1980 – John Anderson (I)200px-libertarian_partysvg

1984 – Ronald Reagan (R)

1988 – Ron Paul (L)

1992 – Andre Marrou (L)

1996 – Bill Clinton (D)

2000 – Harry Browne (L)

2004 – Michael Badnarick (L)

2008 – Didn’t vote

So in 8 elections, I voted for 1 Republican, 1 Democrat, 1 Independent, 4 Libertarians and there was one time I was so disgusted with the process I couldn’t even bother to go down to one of our mobile voting stations and cast a protest ballot. My personal opinion is that most Americans in the mainstream are really libertarians (Capital L and lowercase l will be used to distinguish between the politcal party and the political belief system) and yet the Libertarians routinely get less than 1% of the popular vote.  I think there are 2 intertwined reasons that this is the case.

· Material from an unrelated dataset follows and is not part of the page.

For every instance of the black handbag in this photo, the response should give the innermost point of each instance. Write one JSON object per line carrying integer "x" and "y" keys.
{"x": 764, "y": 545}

The first is that the people in charge of the LP are ideologues and anytime ideologues are in charge their organization will be marginalized. Just ask the Republicans. The only reason the Democrats didn’t hold the White House continuously from 1988 to 2008 was that they managed to find the blandest people on the planet (Dukakkis, Gore, Kerry)  to run against the Republicans.

The second is related — when ideologues are in charge their marketing sucks since they don’t understand that everybody doesn’t feel the same way they do because it would be stupid to feel differently.

So, here’s me, all out on the raggedy edge. On the World’s Smallest Politcal Quiz I score a 100 on personal issues and a 70 economic issues. On the Libertarian Purity Test I score a 77 out of 160 which according to the author of the test makes me a medium core (?) libertarian.  Which is probably fair. The problem is that amongst the people running the LP they don’t want anything to do with me because I’m not pure enough. It would be like if the Republicans suddenly didn’t want anything to do with anybody who was pro-choice (Oh, wait…..). If the LP ever wants to be anything more than a marginal party they’ll have to embrace people who, for instance, don’t think taxes to build public roads are an abomination.